Today’s wish to “liberate” collections (Grossart, 16), the belief that what matters is “getting the works out and about” (McLaren, 56) may in the future seem to be just a fashion, the consequences of which come to be regretted, in some cases too late. McLaren says that the modification of Seilern’s conditions did not remove his one against lending paintings on panel, which the Courtauld would have adhered to anyway (McLaren, 48). This is tantamount to saying that a donor’s wishes should only hold when they concur with those of the curators and trustees for the time being. It should be clear that the main advocates of this Bill in fact do not believe that donors should control their collections from beyond the grave except perhaps for a short time after their deaths, whether or not the collection had been accepted on that basis. Is retrospective legislation desirable?
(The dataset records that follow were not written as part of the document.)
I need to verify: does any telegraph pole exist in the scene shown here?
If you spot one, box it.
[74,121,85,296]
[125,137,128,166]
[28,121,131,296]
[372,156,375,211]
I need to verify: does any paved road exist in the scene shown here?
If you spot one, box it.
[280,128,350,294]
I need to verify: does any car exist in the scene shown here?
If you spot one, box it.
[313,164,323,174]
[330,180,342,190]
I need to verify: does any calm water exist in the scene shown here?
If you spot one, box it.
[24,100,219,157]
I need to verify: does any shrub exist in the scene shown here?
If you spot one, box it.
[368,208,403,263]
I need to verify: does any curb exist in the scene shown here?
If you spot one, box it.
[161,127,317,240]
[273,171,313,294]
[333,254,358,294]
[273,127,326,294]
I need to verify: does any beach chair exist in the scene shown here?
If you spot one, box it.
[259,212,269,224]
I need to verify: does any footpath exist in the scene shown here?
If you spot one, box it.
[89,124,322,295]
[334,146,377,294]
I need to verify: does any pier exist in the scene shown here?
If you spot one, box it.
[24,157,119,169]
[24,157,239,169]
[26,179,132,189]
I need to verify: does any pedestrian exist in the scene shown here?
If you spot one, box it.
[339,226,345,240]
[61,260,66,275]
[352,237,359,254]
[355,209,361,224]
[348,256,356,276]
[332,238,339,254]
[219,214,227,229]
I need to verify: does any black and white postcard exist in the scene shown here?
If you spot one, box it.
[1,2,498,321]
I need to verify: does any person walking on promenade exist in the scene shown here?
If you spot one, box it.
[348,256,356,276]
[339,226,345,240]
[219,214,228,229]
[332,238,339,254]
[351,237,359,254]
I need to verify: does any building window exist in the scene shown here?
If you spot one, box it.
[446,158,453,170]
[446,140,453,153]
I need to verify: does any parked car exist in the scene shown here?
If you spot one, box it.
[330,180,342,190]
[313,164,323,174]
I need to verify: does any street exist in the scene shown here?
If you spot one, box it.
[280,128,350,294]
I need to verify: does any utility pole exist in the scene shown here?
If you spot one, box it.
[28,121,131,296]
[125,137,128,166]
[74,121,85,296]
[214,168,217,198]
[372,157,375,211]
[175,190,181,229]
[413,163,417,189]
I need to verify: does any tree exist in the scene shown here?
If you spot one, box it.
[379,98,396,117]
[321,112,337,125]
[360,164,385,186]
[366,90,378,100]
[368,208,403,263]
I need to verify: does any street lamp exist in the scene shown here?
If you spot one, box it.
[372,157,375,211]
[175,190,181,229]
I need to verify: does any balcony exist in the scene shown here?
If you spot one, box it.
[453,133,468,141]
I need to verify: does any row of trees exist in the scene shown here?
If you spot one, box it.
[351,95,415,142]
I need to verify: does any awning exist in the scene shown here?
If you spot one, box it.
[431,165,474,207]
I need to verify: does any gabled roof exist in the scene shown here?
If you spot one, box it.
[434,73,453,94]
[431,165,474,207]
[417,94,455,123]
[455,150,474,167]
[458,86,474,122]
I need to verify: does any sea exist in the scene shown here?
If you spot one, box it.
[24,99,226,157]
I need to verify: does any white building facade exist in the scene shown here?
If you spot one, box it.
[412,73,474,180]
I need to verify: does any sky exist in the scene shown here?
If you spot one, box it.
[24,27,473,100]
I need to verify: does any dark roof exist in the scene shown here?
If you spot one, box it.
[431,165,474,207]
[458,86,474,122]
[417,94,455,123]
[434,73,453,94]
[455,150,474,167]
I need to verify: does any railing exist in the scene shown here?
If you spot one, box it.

McLaren says that no one has objected to the changes made by the Courtauld. But the general public will not be aware of such changes. I cannot think of any recent museum catalogue or guide which states the donor’s conditions, much less any changes made to them by the museum. The old catalogues of the Wallace Collection, reprinted in successive editions over many decades, did, but that was unique. The V&A went further in setting up boards giving the conditions of gifts such as that of Sheepshanks, but it is hard now to discover the terms under which many of its main bequests were given. When I suggested some time ago that it would be easy to give these on the museum’s website, I was told that that would be too much trouble. That trouble would arise from the public knowing too much was clearly the unstated thought. The art world in general is shrouded in secrecy. Moves to greater transparency such as the Tate’s publishing the minutes of its board meetings online end in farce when one sees how much is deleted first. Dr Penny has asked for his submission to this committee to be removed from the website and has said that he will reveal details of damage to works of which he knows only under the cloak of the greatest secrecy. In such a state of affairs one cannot have much faith in museum assertions about damage or anything else unless these are closely challenged. Meanwhile curators commenting on a report on the Burrell hearings in the Museums Journal find it advisable to do so anonymously.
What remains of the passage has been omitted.